A minha experiência durante as JMJ de Paris em 1997 foi a de trazermos a alegria própria da nossa idade para aquela cidade. Pelas ruas cantávamos e víamos outros cantar. O carácter transitório desta experiência poderia levar a questionar o seu valor. Nem todos possuem a mesma curiosidade do Monsieur G. e o talento para capturar a beleza do transitório, tornando-o eterno ao ilustrá-lo. A cada um que experienciar a vida que flui pelas multidões de participantes das JMJ, resta-lhe a oportunidade de desenhar na sua mente e coração aqueles momentos. Todos serão tentados a usar os ecrãs, e muito cederão a essa tentação cibercultural, mas talvez haja espaço para tudo o que é efémero (como uma foto digital) e tudo o que é eterno (como a experiência de Jesus no meio da multidão).

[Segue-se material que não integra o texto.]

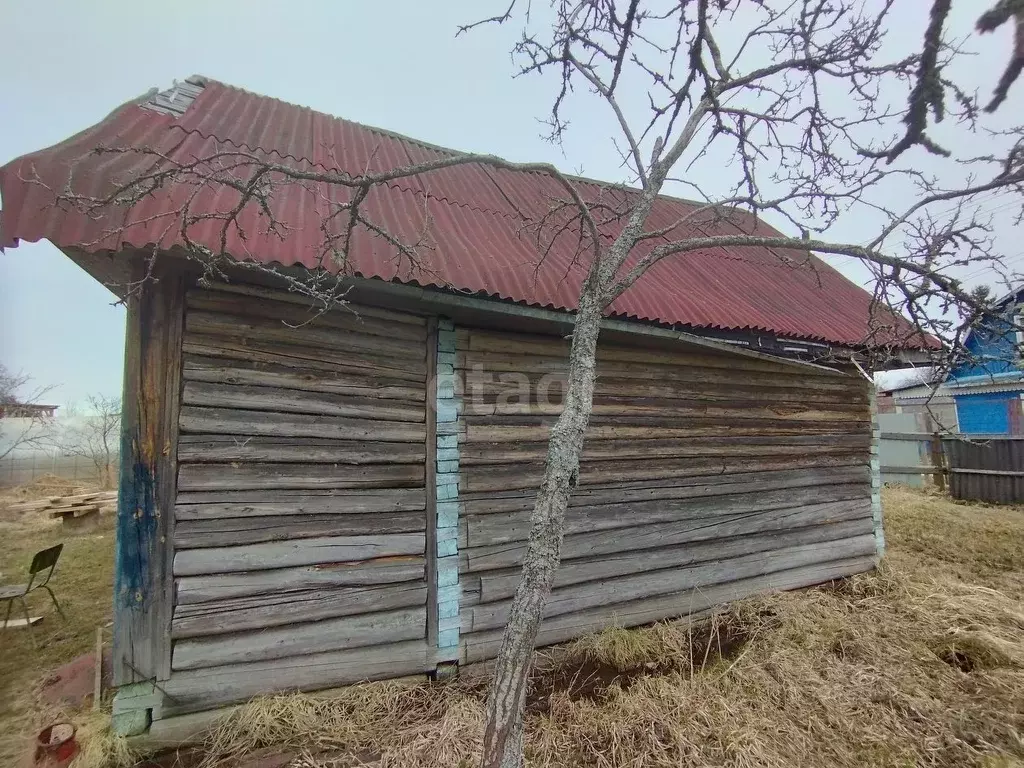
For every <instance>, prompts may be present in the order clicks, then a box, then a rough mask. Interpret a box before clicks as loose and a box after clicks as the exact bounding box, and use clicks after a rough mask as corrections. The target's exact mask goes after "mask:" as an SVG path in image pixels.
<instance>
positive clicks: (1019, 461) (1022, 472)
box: [942, 436, 1024, 504]
mask: <svg viewBox="0 0 1024 768" xmlns="http://www.w3.org/2000/svg"><path fill="white" fill-rule="evenodd" d="M942 447H943V454H944V456H945V464H946V471H947V473H948V476H949V494H950V496H952V497H953V499H964V500H969V501H979V502H990V503H993V504H1021V503H1024V437H993V438H986V437H983V436H973V437H972V436H964V437H946V438H943V440H942Z"/></svg>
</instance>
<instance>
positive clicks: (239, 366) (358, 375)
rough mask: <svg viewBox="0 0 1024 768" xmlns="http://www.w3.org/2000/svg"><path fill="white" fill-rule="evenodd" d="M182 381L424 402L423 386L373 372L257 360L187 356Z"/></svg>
mask: <svg viewBox="0 0 1024 768" xmlns="http://www.w3.org/2000/svg"><path fill="white" fill-rule="evenodd" d="M182 378H184V380H185V381H202V382H208V383H211V384H242V385H251V386H259V387H281V388H284V389H301V390H303V391H307V392H330V393H332V394H344V395H356V396H359V397H373V398H378V399H387V400H409V401H412V402H423V401H424V400H425V399H426V387H424V386H421V385H413V384H411V383H410V382H408V381H402V380H401V379H393V378H389V377H384V376H374V375H373V372H372V371H369V370H367V369H361V370H359V371H355V372H346V373H343V372H340V371H317V370H315V369H308V368H301V367H298V366H284V365H281V364H276V362H261V361H259V360H225V359H222V358H220V357H206V356H203V355H198V354H186V355H184V359H183V361H182Z"/></svg>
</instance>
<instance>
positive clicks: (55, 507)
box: [8, 490, 118, 524]
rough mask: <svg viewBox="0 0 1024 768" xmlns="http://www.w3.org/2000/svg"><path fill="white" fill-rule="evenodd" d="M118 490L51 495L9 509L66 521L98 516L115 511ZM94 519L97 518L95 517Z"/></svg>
mask: <svg viewBox="0 0 1024 768" xmlns="http://www.w3.org/2000/svg"><path fill="white" fill-rule="evenodd" d="M117 501H118V492H117V490H97V492H92V493H87V494H75V495H73V496H50V497H44V498H42V499H34V500H33V501H31V502H20V503H18V504H12V505H10V506H9V507H8V510H9V511H12V512H18V513H22V514H37V513H44V514H46V515H47V516H49V517H52V518H57V517H59V518H61V519H62V520H63V521H65V522H66V523H69V522H70V523H71V524H75V521H76V520H79V519H82V518H89V517H93V516H98V514H99V513H100V512H113V511H114V509H115V508H116V506H117ZM93 519H95V518H94V517H93Z"/></svg>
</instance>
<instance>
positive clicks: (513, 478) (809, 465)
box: [460, 453, 868, 493]
mask: <svg viewBox="0 0 1024 768" xmlns="http://www.w3.org/2000/svg"><path fill="white" fill-rule="evenodd" d="M867 463H868V457H867V455H855V454H846V455H842V454H841V455H838V456H836V455H828V454H820V453H818V454H807V453H804V454H802V455H798V456H768V457H759V456H754V457H710V458H705V459H701V458H674V459H647V460H641V459H632V460H623V461H617V462H615V463H614V464H611V465H606V464H601V463H593V462H590V463H585V464H582V465H581V467H580V475H579V484H580V485H581V486H587V485H594V484H603V483H612V482H630V481H634V480H651V479H665V478H675V477H698V476H701V475H728V474H736V473H739V472H765V471H779V470H785V469H794V470H804V469H816V468H818V469H820V468H826V467H857V466H866V465H867ZM543 476H544V465H543V464H504V465H498V466H467V467H466V468H464V469H463V470H462V476H461V483H460V487H462V488H465V489H466V490H467V492H469V493H483V492H486V490H501V489H506V488H517V487H518V488H525V487H532V486H537V485H539V484H540V482H541V479H542V477H543Z"/></svg>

As metamorfoses frequentes que acontecerão durante as jornadas poderão tornar-se momentos imprescindíveis de profundidade transformativa. Ninguém ficará imune à manifestação da fé de uma multidão, se se abrir à possibilidade de uma experiência física concreta de que a vida em Deus faz todo o sentido quando o caminho é comunitário. Durante as JMJ teremos a oportunidade de experimentar aquele provérbio africano — «Se queres ir rápido, vai sozinho. Se queres ir longe, vai em grupo.» Uma experiência da beleza transformativa da multidão como oportunidade de equilibrar a vida com a ciber-vida.